George Berkeley and tar water
This guy was hooked on tar water. Yep, tar water. It’s a thick, black, viscous liquid obtained by the distillation of wood or coal. (I googled it.) He drank it for everything—said it was for medicinal purposes, but I think we know how that story goes. Here’s a guy, an Irish bishop, who once wanted to found a college in Bermuda. This is all early 1700s. He’s now famous for his Idealism, by which we mean anti-Materialism, by which we mean he believed nothing exists outside our perception of it, which is a pretty big problem if you want science to predict stuff, to be about real things. But don’t worry, he was famously “refuted thusly” when Samuel Johnson banged on a wooden table or kicked a rock—I don’t know, the story changes—to show its reality, which, by the by, seemed to miss the point as far as I can tell, but is sort of a famous incident now. Anyhow. While visiting America on his way to that failed attempt at Bermuda U., our Bishop Berkeley somehow got the idea that tar water was a cure-all. Asthma, smallpox, dysentery, you name it. So he began a years-long course of imbibing. He even dissertated on the various benefits of pine-based or fir-based tar. It’s fair to say he was addicted. The guy had a lot of problems—planning, among other things, to kidnap Indians and reeducate them on the Bermuda campus, believing they were the lost tribes of Israel—so who knows what was cause and what was effect. The point being, yum, tar water.
Dmitri Mendeleyev and vodka (a counterexample)
Now, if you’re Russian (I’m not) and Dmitri Mendeleyev (he was), your identity has something to do with vodka. No getting around it. So let’s say your father went blind soon after you were born, you had thirteen older siblings, your mom had to take over breadwinning duties: she ran a glass factory—and, did I mention, you lived in Siberia? Let’s add that this mother of fourteen then hitchhiked 14,000 miles to Moscow so you could get an education but that since you were a Siberian they wouldn’t let you in, and you had to trudge another 400 miles to St. Petersburg. If you’re not into the drink after that, and you are somehow already nationalistically predestined to guzzle vodka, and as part of your doctoral dissertation (1864, i.e. pre-periodic table) you hammered out some details about the mixing of alcohol and water that would later help your comrades levy excise taxes more effectively, then there’s just no way you’re not tipping back beakers of 80 proof. But you’re not. You didn’t. Maybe because one of those older brothers died of dipsomania and, though this was later, your son Ivan did too. As it happens, Georgian wine was your thing. And you always kept it away from the lab. We cherish you for that.
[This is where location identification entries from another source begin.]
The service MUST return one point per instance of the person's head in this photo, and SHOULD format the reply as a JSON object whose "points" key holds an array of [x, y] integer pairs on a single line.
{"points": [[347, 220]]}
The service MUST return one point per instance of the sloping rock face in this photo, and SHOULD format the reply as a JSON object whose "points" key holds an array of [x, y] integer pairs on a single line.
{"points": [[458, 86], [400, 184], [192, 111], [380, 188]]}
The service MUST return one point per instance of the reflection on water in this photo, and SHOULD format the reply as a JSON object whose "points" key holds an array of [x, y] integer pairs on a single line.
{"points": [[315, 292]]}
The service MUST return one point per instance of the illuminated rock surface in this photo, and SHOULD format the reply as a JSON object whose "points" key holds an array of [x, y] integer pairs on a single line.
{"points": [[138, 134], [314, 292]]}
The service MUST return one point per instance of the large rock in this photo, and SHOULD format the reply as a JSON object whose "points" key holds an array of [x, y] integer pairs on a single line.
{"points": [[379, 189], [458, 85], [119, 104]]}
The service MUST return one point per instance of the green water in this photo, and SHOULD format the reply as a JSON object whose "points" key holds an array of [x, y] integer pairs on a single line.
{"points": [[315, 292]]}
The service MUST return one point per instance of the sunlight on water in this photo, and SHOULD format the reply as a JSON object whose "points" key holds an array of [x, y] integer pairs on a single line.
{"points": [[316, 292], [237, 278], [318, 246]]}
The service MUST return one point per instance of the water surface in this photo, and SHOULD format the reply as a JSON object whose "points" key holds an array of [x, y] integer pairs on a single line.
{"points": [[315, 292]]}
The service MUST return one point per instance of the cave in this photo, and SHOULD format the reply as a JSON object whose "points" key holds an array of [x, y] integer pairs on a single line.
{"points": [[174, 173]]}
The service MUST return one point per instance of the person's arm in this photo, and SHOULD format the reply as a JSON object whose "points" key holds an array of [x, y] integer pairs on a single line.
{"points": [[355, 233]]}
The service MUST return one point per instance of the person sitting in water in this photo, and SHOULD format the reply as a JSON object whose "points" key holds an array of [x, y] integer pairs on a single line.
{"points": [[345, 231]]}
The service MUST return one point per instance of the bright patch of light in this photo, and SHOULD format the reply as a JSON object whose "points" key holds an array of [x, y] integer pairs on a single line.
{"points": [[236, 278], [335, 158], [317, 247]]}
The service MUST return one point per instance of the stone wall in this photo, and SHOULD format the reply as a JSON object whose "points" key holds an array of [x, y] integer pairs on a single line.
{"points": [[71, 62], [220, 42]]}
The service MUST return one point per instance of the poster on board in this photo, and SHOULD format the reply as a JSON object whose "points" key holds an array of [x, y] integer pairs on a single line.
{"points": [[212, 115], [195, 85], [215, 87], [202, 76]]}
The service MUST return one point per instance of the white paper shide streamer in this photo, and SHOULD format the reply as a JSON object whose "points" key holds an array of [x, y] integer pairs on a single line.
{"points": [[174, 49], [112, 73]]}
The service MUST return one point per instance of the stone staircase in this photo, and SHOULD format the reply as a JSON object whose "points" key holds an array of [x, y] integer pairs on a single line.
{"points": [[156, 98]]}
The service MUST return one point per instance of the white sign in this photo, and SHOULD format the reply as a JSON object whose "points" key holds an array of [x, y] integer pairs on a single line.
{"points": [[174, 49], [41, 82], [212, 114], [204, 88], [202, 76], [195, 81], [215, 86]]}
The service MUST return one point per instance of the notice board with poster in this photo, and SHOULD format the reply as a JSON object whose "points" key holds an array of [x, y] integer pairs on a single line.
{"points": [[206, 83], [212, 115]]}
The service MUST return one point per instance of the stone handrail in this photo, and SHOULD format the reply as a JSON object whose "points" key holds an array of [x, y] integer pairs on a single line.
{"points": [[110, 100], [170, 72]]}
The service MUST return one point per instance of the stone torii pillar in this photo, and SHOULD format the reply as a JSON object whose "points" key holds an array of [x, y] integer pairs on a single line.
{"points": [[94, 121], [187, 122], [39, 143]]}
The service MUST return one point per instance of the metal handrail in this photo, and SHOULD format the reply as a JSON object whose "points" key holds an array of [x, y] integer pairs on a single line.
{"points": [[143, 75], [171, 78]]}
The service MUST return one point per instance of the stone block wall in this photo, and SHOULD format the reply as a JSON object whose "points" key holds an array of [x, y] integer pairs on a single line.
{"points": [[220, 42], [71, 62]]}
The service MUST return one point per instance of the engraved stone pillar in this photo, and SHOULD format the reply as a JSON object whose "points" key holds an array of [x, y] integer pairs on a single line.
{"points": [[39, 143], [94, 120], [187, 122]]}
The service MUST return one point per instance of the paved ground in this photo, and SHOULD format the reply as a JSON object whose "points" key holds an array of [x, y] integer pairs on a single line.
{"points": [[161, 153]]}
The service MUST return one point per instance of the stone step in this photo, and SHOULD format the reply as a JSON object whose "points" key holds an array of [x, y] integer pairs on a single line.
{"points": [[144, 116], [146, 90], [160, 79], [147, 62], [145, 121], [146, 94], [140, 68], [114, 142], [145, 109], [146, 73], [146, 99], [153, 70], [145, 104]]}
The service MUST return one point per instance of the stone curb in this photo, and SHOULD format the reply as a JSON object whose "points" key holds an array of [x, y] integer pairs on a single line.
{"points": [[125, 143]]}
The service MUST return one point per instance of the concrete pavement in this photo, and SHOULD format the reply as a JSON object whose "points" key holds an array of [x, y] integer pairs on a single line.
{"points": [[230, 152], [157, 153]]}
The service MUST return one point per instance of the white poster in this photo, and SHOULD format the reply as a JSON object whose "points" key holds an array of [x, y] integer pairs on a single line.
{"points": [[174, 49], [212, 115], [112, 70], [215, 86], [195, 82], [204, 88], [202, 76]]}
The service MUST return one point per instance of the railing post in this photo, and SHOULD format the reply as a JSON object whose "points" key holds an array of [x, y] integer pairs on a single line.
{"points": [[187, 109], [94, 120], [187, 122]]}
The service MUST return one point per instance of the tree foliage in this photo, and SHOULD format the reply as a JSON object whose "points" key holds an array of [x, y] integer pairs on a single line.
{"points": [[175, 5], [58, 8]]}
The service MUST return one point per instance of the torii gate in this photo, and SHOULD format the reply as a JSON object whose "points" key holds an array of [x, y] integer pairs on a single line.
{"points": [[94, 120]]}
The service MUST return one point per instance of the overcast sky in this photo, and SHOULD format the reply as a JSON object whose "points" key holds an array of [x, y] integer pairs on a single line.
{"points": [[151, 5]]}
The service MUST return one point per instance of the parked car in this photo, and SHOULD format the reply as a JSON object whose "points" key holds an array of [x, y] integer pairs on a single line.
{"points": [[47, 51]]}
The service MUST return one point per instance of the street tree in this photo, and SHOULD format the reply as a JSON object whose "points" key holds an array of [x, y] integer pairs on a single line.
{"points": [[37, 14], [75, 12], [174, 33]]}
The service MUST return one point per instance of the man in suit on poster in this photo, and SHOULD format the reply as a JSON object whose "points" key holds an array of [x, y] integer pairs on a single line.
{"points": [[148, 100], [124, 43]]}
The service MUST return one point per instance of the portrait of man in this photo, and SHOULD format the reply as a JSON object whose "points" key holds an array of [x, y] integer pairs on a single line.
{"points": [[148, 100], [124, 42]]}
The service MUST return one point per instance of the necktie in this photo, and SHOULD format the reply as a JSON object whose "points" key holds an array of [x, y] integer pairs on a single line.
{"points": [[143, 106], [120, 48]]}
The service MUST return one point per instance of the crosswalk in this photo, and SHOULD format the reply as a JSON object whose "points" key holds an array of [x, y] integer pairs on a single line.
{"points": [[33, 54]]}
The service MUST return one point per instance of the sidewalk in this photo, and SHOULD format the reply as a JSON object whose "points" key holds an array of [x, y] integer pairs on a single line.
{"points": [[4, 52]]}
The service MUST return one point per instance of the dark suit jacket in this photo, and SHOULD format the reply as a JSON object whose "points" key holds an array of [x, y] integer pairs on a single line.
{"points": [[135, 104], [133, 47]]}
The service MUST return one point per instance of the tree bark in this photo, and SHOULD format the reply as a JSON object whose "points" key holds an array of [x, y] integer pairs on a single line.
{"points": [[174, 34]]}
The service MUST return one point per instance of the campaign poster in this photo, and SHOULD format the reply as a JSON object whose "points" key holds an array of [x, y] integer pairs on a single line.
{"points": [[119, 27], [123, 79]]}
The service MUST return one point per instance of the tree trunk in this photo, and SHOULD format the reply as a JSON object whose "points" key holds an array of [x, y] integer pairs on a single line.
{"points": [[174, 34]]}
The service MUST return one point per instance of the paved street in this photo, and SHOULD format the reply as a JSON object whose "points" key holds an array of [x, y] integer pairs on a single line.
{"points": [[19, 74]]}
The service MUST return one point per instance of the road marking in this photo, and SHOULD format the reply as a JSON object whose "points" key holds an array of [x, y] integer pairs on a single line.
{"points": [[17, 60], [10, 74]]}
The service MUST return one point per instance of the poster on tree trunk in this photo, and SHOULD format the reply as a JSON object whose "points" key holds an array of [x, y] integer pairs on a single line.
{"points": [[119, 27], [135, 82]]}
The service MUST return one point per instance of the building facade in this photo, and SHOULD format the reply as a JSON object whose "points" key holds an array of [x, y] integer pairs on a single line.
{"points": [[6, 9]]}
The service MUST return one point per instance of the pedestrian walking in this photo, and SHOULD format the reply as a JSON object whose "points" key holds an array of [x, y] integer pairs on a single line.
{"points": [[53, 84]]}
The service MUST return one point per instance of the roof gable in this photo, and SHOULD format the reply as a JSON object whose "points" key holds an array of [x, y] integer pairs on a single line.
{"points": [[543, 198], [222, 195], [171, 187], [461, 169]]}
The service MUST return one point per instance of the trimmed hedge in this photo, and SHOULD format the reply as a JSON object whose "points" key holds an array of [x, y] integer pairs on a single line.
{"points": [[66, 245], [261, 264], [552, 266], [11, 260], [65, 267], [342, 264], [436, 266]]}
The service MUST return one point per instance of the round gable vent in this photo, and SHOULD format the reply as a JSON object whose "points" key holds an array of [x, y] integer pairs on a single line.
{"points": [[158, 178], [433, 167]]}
Humphry Davy and nitrous oxide
Dandy, fop, upwardly mobile man of vain ambition. Chemist, president of the Royal Society in the 1820s, mining lamp inventor, voltaic pile junkie (with which he showed that chlorine, iodine, potassium, and sodium were basic elements). Close friend to Samuel Taylor Coleridge, William Wordsworth, Josiah Wedgwood, and that Roget guy too. You know, Mr. Synonym. How about those Pneumatic Institution days? Coleridge and Wedgwood would come over; they would toke up at the nitrous oxide tank. Seriously. This is basically 1790s hallucinogenics. Inspiring, huh? Oh, I understand: it wasn’t just recreational; it was for the knowledge. They were “auto-experimenting.” Those guys who called Davy a dandy and a fop and ridiculed his lowly origins, who were snide and denigrating, pointing at his supposedly shop-smelling clothes, who called him “dirty finger gentry,” a social climber, new money—there were a lot of these guys—they were just jealous he didn’t let them breeze some proto-whippets with the boys. Hell, not since Descartes was eating tobacco has someone so austere been so diggin’ it.
Jonas Salk and LSD
Oh come on, he never did LSD. That’s libel. Truth be told, I got nothing on Salk. Just your typical, respectable polio vaccine developer. Aldous Huxley, now there’s a guy who dropped acid. But he wasn’t a scientist (though his grandfather Thomas and brother Julian were) and LSD was legal anyhow back when he tried it. Me? I’ve never done it, although I did go to organic chem lab once with a pretty nasty hangover. Though I guess I’m not a scientist, either. Anymore.